Over the last couple of months I've been working with Tico Vogt of Vogt ToolWorks developing a plane made for use with the new "No Rock" Shooting Board. This plane will of course work in any style shooting board but the ability to fasten to the "No Rock" board makes it somewhat unique and versatile. Like I said this is something completely different from an overall design aspect. I took a "Woodworking Goes Industrial" approach to this tool.

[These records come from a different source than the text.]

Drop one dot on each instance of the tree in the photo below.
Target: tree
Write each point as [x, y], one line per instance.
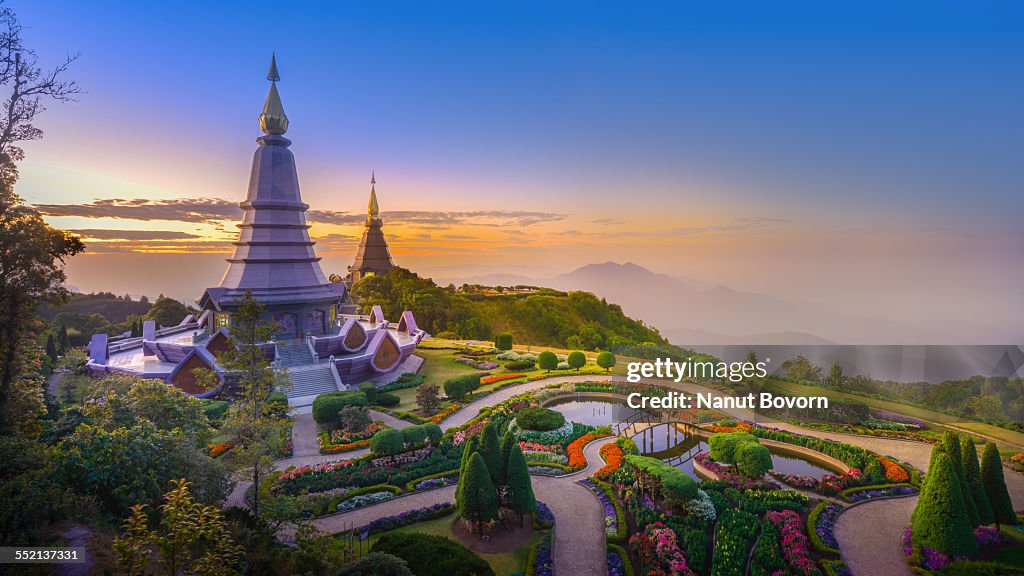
[519, 483]
[491, 450]
[387, 442]
[427, 396]
[377, 564]
[51, 347]
[951, 446]
[972, 470]
[606, 360]
[478, 499]
[577, 360]
[370, 389]
[167, 312]
[940, 520]
[836, 379]
[995, 486]
[547, 361]
[753, 459]
[254, 429]
[354, 418]
[192, 539]
[503, 341]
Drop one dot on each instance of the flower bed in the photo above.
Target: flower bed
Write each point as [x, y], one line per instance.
[578, 460]
[498, 378]
[612, 455]
[794, 541]
[863, 493]
[614, 519]
[407, 518]
[219, 449]
[733, 535]
[658, 551]
[820, 525]
[733, 480]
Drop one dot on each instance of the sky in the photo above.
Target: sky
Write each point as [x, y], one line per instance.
[861, 155]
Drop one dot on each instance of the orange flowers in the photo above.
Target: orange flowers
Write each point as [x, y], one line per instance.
[218, 449]
[499, 377]
[612, 455]
[894, 471]
[574, 450]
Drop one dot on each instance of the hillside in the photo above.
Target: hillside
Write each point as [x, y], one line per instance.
[537, 316]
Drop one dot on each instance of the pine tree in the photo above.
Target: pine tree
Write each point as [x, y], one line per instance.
[951, 446]
[520, 485]
[491, 449]
[995, 486]
[973, 471]
[51, 347]
[64, 341]
[940, 520]
[478, 501]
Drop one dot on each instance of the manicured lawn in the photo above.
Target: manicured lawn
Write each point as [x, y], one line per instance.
[504, 563]
[1012, 441]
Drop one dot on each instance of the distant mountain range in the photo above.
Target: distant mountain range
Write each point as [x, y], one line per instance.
[690, 313]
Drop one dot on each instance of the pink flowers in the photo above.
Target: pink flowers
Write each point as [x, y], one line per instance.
[795, 543]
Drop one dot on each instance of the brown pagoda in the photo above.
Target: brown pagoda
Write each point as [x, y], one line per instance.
[373, 256]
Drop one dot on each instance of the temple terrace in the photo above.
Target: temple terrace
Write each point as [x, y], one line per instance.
[321, 339]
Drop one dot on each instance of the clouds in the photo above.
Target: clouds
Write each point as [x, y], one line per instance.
[216, 210]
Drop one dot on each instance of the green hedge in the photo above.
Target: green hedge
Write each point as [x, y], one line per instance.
[812, 530]
[627, 564]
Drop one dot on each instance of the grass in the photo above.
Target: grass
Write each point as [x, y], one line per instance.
[1008, 441]
[503, 563]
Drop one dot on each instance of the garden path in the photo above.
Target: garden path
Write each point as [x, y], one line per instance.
[869, 536]
[579, 540]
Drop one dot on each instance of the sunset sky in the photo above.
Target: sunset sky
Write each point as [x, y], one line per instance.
[867, 157]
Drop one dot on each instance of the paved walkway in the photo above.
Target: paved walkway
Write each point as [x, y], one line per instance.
[869, 536]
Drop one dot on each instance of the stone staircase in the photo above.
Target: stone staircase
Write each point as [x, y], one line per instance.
[309, 381]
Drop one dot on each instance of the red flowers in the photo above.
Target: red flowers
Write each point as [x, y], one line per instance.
[612, 455]
[574, 450]
[894, 471]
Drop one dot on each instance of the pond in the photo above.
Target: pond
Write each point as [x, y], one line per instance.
[593, 412]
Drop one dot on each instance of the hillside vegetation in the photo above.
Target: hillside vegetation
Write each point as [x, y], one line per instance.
[535, 316]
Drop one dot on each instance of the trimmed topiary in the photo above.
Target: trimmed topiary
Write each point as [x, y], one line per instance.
[327, 406]
[723, 446]
[387, 442]
[606, 360]
[940, 520]
[973, 471]
[547, 361]
[503, 341]
[539, 419]
[753, 460]
[995, 486]
[577, 360]
[432, 554]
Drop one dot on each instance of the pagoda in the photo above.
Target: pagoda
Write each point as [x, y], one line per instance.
[373, 256]
[273, 257]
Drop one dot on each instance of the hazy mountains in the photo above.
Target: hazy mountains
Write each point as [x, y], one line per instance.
[691, 313]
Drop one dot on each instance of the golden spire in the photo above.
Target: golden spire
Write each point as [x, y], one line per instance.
[373, 209]
[273, 121]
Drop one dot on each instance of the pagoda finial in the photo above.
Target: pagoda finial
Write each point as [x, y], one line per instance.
[373, 210]
[272, 75]
[272, 120]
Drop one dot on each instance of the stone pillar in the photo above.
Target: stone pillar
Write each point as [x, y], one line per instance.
[97, 348]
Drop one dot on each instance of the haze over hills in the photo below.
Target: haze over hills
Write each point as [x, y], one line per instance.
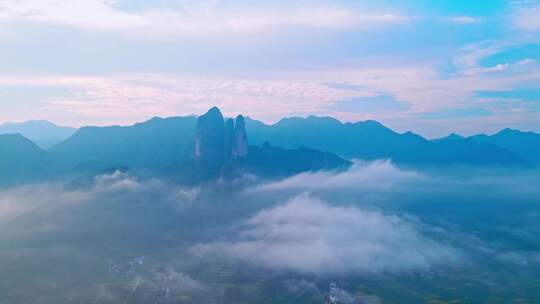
[371, 140]
[43, 133]
[209, 146]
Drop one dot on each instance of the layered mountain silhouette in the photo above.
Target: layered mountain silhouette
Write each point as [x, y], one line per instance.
[42, 133]
[371, 140]
[211, 146]
[222, 149]
[189, 149]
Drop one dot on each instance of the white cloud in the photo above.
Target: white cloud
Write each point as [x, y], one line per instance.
[465, 20]
[527, 18]
[196, 20]
[308, 236]
[93, 14]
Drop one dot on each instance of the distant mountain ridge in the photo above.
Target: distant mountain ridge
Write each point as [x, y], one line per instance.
[43, 133]
[209, 146]
[370, 140]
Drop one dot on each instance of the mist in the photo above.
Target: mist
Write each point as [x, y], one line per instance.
[119, 238]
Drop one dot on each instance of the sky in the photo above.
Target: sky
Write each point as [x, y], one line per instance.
[432, 67]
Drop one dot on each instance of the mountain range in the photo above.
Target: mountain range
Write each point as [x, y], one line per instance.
[43, 133]
[195, 148]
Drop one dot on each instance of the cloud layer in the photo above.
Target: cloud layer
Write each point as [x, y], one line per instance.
[308, 236]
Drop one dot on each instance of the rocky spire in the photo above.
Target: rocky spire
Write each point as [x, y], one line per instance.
[229, 137]
[240, 141]
[210, 142]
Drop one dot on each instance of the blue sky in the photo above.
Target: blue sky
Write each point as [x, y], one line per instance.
[433, 67]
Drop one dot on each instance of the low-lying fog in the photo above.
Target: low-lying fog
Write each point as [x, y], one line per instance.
[401, 236]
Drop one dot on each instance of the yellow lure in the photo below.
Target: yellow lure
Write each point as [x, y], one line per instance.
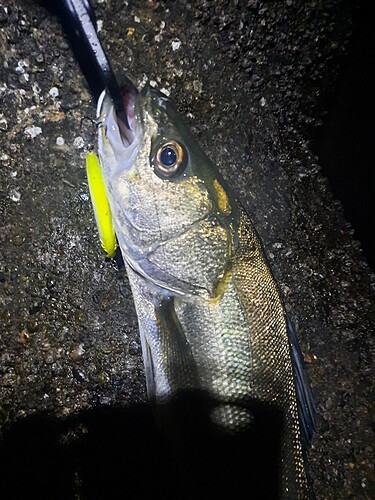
[100, 205]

The model number for this tool is 125-38SBP but we've taken to calling this plane the "Brute". Weighing in at around 10 lbs. we expect people will be able to shoot 5/4 stock with ease.

And here's a picture of the "No Rock" Shooting Board

The "Brute" plane will be on Tico's Bench at HandWorks this weekend and the plane below will be on my bench residing on a Vogt Toolworks 'Super Chute"

A "Colluser". (definition: Collector and User) See Below.

There will one more older relic at HandWorks this Weekend and you may have run into this relic at other woodworking events. 

Fred is a great supporter and patron of small independent toolmakers and an avid Hand Tool Woodworker. In fact there is not enough room here to list all the great things Fred does that helps the Hand Tool Woodworking World go round. Beside being a great customer Fred also helps fund product development for many small toolmaking shops. In essence he has a great influence on what tools are made available by the small toolmakers. There will be tools at HandWorks this weekend that would not be there without his support and assistance. Thanks Fred!